Albanian gov’t working to legalize cultivation of medical cannabis

Tirana Times
By Tirana Times May 10, 2020 12:21

Albanian gov’t working to legalize cultivation of medical cannabis

TIRANA, May 9 - The Albanian government is close to concluding a draft law which allows for the cultivation of medical cannabis in the country. Prime Minister Edi Rama made the announcement during a live conference alongside EU Ambassador to Albania Luigi Soreca on the occasion of ‘Europe Day’ on Saturday. According to Rama, the government has been working on the draft law for a year now after continuous consultations with foreign experts.

“The draft will be available very soon for public discussion, just like the one on the fiscal amnesty, which is ready and is being discussed with several international institutions," Rama said, emphasizing the importance of these discussions.

EU delegation denies involvement

Following several media inquiries referring to Rama’s statement, the EU delegation to Albania stepped in to clarify that it had not been involved “in preparation, drafting or consultation of draft reports concerning plans for cultivation and legalization of cannabis for medical purposes in Albania.”

Furthermore, the Prime Minister ‘s announcement sparked reactions from the LSI party leader Monika Kryemadhi, who praised the EU Delegation for clarifying its disinvolvement in Rama’s “disinformation campaign” and misuse of the EU’s image for purposes related to the electoral process. 

Meanwhile, during the same day, this issue was also commented by the DP leader Lulzim Basha. "He demanded the legalization of cannabis and has started the cannabis process all over the country. The partners are very well informed," Basha wrote.

Increase of cannabis cultivation

General Prosecutor Olsian Cela said that cannabis cultivation has increased mainly in four districts; Vlora, Kruja, Shkodra and Gjirokastra. He stressed that cooperation between police and the prosecution is flawed.

According to his analysis and inquiries to the Prosecution, no documents explain the extent of this cooperation. “Today, there is no official document compiled by the State Police and the Prosecution to analyze the reasons why it happened," said Chief Prosecutor Çela.

In this line, several experts are hesitant towards the government’s proposal.

"I am afraid of a parallel criminal activity. In terms of security it does not add or subtract anything. It should be started slowly and well before a certain decision is made. "

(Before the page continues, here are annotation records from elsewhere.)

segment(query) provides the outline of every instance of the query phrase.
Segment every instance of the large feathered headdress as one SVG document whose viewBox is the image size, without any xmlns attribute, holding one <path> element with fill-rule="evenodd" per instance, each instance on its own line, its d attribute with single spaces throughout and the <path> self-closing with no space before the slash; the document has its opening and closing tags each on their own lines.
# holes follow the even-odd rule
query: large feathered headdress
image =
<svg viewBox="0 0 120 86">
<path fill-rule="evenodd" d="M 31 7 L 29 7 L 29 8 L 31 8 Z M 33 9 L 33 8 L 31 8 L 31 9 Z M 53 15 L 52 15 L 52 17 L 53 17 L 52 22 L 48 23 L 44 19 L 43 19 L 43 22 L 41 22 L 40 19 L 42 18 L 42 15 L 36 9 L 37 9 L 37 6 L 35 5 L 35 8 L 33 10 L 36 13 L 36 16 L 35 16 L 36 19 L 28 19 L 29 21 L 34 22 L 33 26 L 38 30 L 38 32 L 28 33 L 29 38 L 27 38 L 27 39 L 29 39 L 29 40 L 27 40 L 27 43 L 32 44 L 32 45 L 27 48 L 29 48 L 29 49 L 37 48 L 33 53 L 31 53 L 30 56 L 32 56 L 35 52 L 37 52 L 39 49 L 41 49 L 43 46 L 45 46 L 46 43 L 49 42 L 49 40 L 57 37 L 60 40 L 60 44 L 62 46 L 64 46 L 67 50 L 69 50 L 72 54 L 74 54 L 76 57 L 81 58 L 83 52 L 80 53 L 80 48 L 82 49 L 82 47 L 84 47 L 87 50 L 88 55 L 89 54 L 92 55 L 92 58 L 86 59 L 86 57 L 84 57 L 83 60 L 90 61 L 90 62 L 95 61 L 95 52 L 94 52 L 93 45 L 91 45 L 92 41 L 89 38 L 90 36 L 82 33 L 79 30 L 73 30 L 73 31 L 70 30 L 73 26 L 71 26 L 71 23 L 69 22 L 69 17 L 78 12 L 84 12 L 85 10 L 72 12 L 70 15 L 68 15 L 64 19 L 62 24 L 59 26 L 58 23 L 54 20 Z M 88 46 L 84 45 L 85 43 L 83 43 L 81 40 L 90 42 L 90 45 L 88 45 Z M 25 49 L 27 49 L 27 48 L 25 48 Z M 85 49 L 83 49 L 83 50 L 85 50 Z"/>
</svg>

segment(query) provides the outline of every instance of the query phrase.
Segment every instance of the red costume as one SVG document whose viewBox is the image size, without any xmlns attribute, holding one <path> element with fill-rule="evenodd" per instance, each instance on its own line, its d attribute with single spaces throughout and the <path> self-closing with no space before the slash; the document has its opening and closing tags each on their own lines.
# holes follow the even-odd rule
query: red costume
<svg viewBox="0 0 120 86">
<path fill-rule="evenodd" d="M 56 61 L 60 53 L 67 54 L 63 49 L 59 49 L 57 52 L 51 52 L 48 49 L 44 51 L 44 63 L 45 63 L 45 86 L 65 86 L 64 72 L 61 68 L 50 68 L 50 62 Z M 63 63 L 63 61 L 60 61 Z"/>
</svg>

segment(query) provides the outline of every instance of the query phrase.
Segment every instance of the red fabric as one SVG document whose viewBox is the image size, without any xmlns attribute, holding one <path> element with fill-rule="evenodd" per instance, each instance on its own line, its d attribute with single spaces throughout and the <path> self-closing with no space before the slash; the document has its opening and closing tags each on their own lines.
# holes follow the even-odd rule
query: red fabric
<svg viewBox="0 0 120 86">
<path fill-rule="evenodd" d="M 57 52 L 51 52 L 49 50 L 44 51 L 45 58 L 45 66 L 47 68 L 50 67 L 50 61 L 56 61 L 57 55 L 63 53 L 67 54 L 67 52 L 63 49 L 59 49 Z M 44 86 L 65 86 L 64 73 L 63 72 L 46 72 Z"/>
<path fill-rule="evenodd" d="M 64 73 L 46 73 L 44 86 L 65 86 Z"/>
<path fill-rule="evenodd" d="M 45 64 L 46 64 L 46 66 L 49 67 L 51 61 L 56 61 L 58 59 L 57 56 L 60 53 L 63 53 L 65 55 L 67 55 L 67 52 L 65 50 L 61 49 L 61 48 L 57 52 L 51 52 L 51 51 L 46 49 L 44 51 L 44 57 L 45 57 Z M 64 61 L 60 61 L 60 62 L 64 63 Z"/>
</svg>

Another economy expert warns that strict rules need to be applied in this kind of business, as in countries

"We have to be very careful and it has to be a state monopoly with very strict rules. In many countries, this business generates billions of dollars. "

Based on North Macedonia’s model, the law requires companies to have a bank guarantee of one million euros and at least 15 employees, which significantly increases costs. However, control mechanisms are still lacking, as various non-governmental organizations have also called on the authorities to follow global trends in marijuana legalization, it seems that this decision is still a long way off.

Currently, cannabis possession - excluding amounts for personal use-, cultivation and transport is illegal in Albania and there is no medical marijuana program. Nevertheless, the country has been a major transit point for drugs entering Europe from Asia and Latin America. In 2014, the police raided and destroyed major cannabis plantations in the southeastern city of Lazarat, once considered as the drug capital of Europe. According to government data, the raid destroyed 102 tons of marijuana and 530,000 marijuana plants with an estimated market value at the time of 6.4 billion euros — more than 60 percent of the GDP.

Although the crackdown destroyed a significant amount of plantations, cultivation spread elsewhere across the country and more police operations followed.

According to the 2016 EC Progress Report on Albania, the police conducted 240 operations against drug cultivation and trafficking in 2015, which resulted in the identification of 4 634 cultivated parcels, the arrest of 402 offenders and the destruction of 797 422 narcotic plants, 246 008 more than in 2014. Moreover, in 2016, the Albanian cannabis market was thought to be worth 3.5 billion euros, which was then equal to about half of the country’s GDP.

However, during the middle of February 2018, the Italian Guardia di Finanza presented a report for cannabis cultivation during 2018 which removed Albania from the cannabis cultivation map.

“Drop in plantations has been confirmed, only 27 out of 88 that existed in 2017 have been identified. There was also a significant drop in the amount of cannabis confiscated in Italy, with almost 81 percent within one year,” said Brigade General Giuseppe Arbore during the conference. 

Nevertheless, Albania continues to hold a bad reputation as Europe's cannabis hub; In the US Department of State 2019 International Narcotics Control Strategy Report, Albania was valued as being “both a source country of cannabis and, increasingly, a transit country for cocaine and heroin commanded largely by organized crime elements moving illicit drugs from source countries into European markets.”